Investing in India is a great prospect thanks to various economic reforms that have brought about a consistency in India’s economy.
Currently, India is ranked as 3rd in terms of the most preferred investment destination. Relaxed reforms in foreign direct investment both through direct automatic and approval routes along with release of the revised FDI policy have been eased and expedited the investment processes in India. Other factors that work in favour of India are its demographics, a suitable business climate, lower cost in terms of labour and availability of an overall high grade talent pool.
As per the advance estimate of GDP for 2009-2010 which was released by the central statistical organization, the economy is expected to continue to grow at 7.2% in 2012-2013. The industrial and service sectors are also expected to continue growing at 8.2 and 8.7% respectively. On an encouraging note, the Prime Minister has said that the growth could even exceed expectations by touch 9 % this fiscal. India’s GDP grew by 6% during October to December 2011 over the corresponding quarter of the previous year as per the data released by the CSO. 6 core infrastructure industries grew at 5.5% in February 2012 over the corresponding moth this year primarily due to a substantial increase in output of electricity.
Foreign institutional investors worth US$ 4.37 billion in equity and US$ 2.09 billion in debt instruments in the month of March 2011 according to the data released by Securities and Exchange Board of India.
The number of registered FIIs increased to 1713 on 31st March 2011 and the total FII inflow was during January to March 2011. The total came up to 4.54 billon US$ while the debt was around 4.71 billion US$.
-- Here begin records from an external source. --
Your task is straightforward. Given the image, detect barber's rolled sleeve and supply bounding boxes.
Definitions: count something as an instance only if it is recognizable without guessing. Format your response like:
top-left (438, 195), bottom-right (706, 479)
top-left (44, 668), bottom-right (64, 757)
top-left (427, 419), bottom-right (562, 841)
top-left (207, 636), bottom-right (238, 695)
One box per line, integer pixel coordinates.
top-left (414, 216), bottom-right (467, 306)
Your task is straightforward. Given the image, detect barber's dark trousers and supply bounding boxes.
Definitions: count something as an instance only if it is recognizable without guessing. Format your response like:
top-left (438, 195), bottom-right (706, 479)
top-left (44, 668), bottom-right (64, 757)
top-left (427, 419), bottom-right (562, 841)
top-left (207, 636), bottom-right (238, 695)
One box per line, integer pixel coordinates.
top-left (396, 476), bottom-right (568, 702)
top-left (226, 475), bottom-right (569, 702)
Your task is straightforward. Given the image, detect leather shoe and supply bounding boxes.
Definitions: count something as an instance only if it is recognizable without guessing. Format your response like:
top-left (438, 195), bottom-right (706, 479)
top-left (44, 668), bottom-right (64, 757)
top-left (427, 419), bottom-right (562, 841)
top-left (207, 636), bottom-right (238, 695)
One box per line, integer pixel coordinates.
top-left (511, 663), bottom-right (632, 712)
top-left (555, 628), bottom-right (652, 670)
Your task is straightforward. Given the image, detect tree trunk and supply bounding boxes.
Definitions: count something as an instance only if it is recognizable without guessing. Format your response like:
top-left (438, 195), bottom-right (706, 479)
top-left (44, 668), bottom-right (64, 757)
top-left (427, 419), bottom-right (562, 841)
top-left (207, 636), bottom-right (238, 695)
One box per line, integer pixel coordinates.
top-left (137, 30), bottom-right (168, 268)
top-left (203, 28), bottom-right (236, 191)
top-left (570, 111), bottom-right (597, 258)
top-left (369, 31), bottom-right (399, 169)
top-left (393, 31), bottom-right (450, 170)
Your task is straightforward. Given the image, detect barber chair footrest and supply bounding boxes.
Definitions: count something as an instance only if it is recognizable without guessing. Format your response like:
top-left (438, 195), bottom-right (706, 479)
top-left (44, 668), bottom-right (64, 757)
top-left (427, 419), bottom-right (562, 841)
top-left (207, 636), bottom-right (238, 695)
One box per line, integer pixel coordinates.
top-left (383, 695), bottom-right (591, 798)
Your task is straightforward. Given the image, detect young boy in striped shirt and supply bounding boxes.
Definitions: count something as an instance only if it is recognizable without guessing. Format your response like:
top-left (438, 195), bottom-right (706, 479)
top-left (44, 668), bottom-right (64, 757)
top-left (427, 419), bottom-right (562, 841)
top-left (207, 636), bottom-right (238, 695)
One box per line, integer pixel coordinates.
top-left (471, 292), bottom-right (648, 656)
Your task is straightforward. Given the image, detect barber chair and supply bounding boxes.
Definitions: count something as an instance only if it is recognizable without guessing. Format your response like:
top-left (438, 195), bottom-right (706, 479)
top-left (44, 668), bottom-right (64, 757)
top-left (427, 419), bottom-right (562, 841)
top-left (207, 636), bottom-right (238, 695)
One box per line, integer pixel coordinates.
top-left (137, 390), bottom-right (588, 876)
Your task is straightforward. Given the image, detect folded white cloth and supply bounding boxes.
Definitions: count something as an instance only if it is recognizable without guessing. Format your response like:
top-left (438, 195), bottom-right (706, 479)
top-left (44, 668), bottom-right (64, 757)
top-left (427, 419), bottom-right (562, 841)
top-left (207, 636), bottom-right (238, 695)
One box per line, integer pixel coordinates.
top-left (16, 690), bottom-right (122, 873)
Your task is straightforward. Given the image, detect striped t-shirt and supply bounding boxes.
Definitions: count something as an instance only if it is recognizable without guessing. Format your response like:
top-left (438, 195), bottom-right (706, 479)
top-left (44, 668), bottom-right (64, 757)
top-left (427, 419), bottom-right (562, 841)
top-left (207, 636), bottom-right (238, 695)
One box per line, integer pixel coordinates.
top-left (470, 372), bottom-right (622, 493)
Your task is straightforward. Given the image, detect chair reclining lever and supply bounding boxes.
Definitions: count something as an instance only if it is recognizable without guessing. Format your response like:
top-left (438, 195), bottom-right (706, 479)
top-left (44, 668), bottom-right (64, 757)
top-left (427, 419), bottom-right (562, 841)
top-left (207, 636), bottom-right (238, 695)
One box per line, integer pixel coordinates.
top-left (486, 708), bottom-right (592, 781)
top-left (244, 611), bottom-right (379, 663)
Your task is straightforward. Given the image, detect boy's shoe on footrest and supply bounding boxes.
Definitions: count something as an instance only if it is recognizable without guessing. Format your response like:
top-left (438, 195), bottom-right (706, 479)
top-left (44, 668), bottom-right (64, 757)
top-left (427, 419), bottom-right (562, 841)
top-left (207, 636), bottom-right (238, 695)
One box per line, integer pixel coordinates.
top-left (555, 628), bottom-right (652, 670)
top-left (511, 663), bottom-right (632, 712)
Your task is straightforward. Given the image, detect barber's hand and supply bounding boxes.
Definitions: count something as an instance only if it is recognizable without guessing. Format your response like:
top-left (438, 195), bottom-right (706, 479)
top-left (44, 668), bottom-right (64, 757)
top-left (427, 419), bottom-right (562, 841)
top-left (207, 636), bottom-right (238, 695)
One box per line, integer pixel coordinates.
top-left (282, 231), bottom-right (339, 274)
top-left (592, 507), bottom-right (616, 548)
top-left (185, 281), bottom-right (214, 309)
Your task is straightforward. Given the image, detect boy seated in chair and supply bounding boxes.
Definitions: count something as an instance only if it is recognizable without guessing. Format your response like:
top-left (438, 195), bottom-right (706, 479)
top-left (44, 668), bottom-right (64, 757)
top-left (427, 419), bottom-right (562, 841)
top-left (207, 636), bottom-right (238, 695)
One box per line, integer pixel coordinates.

As on March 26, 2011, India’s foreign exchange reserves totaled to US$ 277.04 billion, an increase of US$ 24.71 billion over the same period achieved last year. These statistics were supplied according to RBI’s India’s weekly supplement. Moreover, India has received a total FDI worth US$ 24.68 billion during the same period in April 2011 to February 2012 with FDI flow in India on February 2011 alone being US$ 1.72 billion. According to the department of industrial policy and promotion, the 6 infrastructure sectors – crude, petroleum refinery products, coal, electricity, cement and finished steel – constituted of 26.68 percent in index of industrial production.
This is a growth of 5.3% more as compared to last year and 2.9% growth in the same period in 2010. More than 200 companies from 50 countries form a part of the World Economics’ Forum’s Global Companies Community. India today has the second largest representation with a total of 18 GGCs. Indian GGCs arrive from every sector with a strong representation in Information Technology and electronics, retail consumer goods and banking.